Organizations undergoing significant change require competent leadership to ensure successful implementation of the change. The research field of change management offers several change-models that leaders could adopt to help structure and sequence the process of implementing change in their organizations. The similarities and differences of these models could be discussed at length, but suffice to say that they are all unique in some way. So how does a leader know which model will be the most effective or appropriate for their situation when there are so many to choose from? Are all models able to be used interchangeably? Al-Haddad & Kotnour (2015) theorize that the implementation of a change initiative can be optimized when the change-model that best aligns with the type of change an organization is undergoing, is selected. While this theory seems logical (though it still requires testing), they did not address the impact that aligning leadership styles with change-models might have on change outcomes. In my limited review of the literature, I was not able to identify an instance of this alignment being considered; but instead read discussions about change-models without consideration of the characteristics of those leaders that would guide the change process. As discussed in my recent blog post, my personal leadership style is more adaptive than transactional. Upon reflection and consideration of the literature, I feel that the characteristics of adaptive leaders are best aligned with systematic change-models which explicitly include elements of establishing consensus and nurturing collaboration such as; Beer et al.’s Six Step model (as cited in Al-Haddad & Kotnour, 2015), Galpin’s Wheel model (as cited in Al-Haddad & Kotnour, 2015), and Biech’s (2007) Change model.

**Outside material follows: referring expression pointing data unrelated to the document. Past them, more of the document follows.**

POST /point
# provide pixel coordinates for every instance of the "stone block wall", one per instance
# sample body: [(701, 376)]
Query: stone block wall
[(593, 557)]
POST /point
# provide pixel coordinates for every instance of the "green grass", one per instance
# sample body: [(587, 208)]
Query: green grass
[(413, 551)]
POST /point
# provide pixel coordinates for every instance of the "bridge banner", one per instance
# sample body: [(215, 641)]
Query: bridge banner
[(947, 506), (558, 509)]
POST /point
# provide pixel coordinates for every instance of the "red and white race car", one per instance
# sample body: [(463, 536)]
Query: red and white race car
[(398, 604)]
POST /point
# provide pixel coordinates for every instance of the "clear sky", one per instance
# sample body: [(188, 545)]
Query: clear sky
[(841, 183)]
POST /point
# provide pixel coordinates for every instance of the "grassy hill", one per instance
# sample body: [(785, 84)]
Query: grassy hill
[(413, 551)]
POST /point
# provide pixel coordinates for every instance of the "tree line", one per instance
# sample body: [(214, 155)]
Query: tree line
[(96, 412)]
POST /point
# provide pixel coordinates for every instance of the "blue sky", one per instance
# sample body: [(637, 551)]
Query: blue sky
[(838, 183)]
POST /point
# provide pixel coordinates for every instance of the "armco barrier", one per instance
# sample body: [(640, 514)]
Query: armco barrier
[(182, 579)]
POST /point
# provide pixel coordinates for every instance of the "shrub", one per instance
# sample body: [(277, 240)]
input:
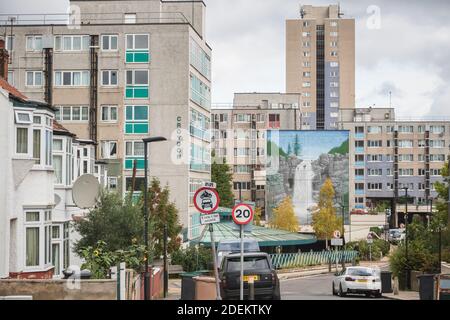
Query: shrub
[(193, 258)]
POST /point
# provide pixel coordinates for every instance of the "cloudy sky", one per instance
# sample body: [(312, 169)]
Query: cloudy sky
[(405, 52)]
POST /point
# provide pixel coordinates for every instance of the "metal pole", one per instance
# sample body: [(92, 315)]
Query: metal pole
[(146, 274), (216, 269), (241, 295), (408, 284), (166, 265)]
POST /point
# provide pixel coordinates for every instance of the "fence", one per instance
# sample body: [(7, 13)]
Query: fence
[(304, 259)]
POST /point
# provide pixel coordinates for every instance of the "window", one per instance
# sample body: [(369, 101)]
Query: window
[(57, 166), (137, 48), (199, 59), (134, 151), (72, 43), (406, 129), (374, 158), (72, 78), (34, 78), (34, 43), (437, 129), (375, 186), (23, 117), (38, 236), (9, 45), (437, 143), (72, 113), (112, 183), (22, 141), (375, 172), (437, 157), (108, 149), (109, 113), (436, 172), (374, 129), (405, 143), (109, 78), (137, 84), (200, 92), (130, 18), (11, 77), (109, 42), (136, 120), (406, 172), (406, 157)]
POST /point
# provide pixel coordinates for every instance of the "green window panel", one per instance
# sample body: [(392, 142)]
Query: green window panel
[(129, 163), (134, 56), (136, 128), (136, 92)]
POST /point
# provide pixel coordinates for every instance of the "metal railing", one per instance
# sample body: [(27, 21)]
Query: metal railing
[(304, 259), (89, 18)]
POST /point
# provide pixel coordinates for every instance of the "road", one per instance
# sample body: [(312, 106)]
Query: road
[(312, 288)]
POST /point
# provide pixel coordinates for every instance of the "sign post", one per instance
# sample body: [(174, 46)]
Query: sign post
[(242, 215), (369, 242), (207, 200)]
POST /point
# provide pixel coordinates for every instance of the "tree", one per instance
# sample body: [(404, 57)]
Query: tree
[(162, 213), (222, 176), (257, 218), (284, 217), (119, 223), (324, 219)]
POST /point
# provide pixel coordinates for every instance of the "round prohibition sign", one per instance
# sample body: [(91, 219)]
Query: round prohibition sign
[(206, 200), (242, 214)]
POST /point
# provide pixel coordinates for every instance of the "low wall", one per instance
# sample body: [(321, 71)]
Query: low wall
[(60, 289)]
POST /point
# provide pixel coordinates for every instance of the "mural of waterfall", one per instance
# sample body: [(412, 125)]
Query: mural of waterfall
[(303, 191), (298, 164)]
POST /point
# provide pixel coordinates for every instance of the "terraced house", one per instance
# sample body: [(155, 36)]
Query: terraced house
[(122, 71)]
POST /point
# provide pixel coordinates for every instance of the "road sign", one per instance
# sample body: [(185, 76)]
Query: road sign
[(211, 185), (337, 242), (209, 219), (242, 214), (206, 200)]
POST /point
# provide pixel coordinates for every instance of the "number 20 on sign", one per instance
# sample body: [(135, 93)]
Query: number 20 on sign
[(242, 214)]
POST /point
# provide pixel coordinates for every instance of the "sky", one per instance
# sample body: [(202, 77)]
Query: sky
[(315, 143), (402, 46)]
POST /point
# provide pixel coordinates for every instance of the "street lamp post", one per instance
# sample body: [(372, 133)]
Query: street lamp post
[(146, 273), (408, 285)]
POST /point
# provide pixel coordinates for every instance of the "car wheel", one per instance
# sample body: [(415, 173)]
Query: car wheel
[(341, 292)]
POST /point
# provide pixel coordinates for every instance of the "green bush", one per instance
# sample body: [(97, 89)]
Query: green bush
[(379, 248), (193, 258)]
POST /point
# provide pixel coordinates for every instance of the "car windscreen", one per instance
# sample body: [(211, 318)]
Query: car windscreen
[(360, 272), (236, 246), (250, 263)]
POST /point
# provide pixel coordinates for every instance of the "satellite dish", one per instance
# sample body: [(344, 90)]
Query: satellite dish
[(57, 199), (85, 191)]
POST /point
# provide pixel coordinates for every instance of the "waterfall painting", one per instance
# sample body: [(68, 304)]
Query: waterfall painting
[(299, 162)]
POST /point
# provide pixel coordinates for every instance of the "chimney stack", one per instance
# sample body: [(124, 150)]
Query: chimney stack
[(4, 60)]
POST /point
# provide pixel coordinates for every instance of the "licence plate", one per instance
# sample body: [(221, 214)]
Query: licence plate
[(247, 278)]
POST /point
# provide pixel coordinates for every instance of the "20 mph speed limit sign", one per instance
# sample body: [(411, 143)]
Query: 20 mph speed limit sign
[(242, 214)]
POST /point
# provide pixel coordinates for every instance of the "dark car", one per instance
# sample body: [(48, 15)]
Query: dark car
[(256, 265)]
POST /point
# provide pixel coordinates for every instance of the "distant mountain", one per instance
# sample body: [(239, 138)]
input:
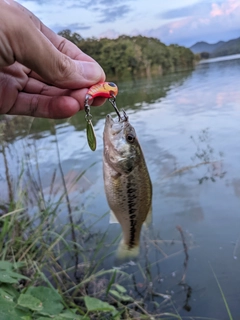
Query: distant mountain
[(221, 48)]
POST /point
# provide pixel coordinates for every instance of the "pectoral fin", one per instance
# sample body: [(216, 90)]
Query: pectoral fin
[(148, 220), (112, 218)]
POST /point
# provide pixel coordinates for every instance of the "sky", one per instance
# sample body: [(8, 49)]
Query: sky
[(182, 22)]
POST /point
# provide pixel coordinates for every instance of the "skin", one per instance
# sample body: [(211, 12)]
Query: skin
[(41, 73)]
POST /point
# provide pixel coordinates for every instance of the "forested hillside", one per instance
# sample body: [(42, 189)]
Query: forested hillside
[(221, 48), (133, 56)]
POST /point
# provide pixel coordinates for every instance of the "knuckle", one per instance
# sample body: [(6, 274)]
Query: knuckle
[(33, 106)]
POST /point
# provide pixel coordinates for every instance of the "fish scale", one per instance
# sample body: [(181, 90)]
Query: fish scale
[(127, 183)]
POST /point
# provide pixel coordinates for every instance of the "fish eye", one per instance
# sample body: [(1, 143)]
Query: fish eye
[(130, 138)]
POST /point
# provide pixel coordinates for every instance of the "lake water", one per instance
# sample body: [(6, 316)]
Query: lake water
[(188, 125)]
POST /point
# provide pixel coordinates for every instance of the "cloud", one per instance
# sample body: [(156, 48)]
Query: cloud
[(187, 11), (110, 34), (73, 27), (220, 22)]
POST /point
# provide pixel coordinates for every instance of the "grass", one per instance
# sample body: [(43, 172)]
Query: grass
[(63, 259)]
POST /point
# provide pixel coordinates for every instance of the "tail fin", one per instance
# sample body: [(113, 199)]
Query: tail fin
[(126, 254)]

Change-models which explicitly include steps that address collaboration and consensus make them appropriate selections for adaptive leaders who will lead change initiatives in their organization. “Kahn (2017) described how adaptive leaders will collaborate, seek input, and strive to identify and achieve common goals with those that they lead” (Helfer, 2020, para. 5). While there may be space in other change-models where collaboration and consensus might occur, some models include steps that ensure these elements are addressed. In Lippitt et al.’s Planning model for instance, collaboration and consensus could possibly occur in any of the first three steps, labelled; Scout, Enter, and Diagnose (as cited in Al-Haddad & Kotnour, 2015). However, it is also possible that these first three steps could occur independent of group consensus or input, and that decisions that emerge from these steps could be made by the change leader alone. On the other hand, if we consider the Six Step, Wheel, or Change models mentioned above, we can see how certain steps in these models insist on collaboration and consensus. The first three steps of Six Step are; Jointly diagnose change, Develop a shared vision, and Foster consensus for change (as cited in Al-Haddad & Kotnour, 2015). The language used to name these steps explicitly indicates that decisions which emerge from these steps will be ones which have involved collaboration and perspectives from more individuals than the change leader alone. Similar language is also used in certain steps of the Wheel and Change models. The characteristics of these systematic change-models which insist upon collaboration and consensus are aligned with characteristics of adaptive leaders who value input, collaboration and multiple perspectives.
Al-Haddad & Kotnour (2015) posited there may be value in seeking alignment between change-models change-types. Perhaps there is also value in considering the alignment of change-models and leadership styles in order to further optimize the outcomes of an organizational change initiative.
Al-Haddad, S., & Kotnour, T. (2015). Integrating the organizational change literature: A model for successful change. Journal of Organizational Change Management, 28(2), 234–262. https://doi.org/10.1108/JOCM-11-2013-0215
Biech, E. (2007). Thriving through change: A leader’s practical guide to change mastery. Alexandria, VA: ASTD Press.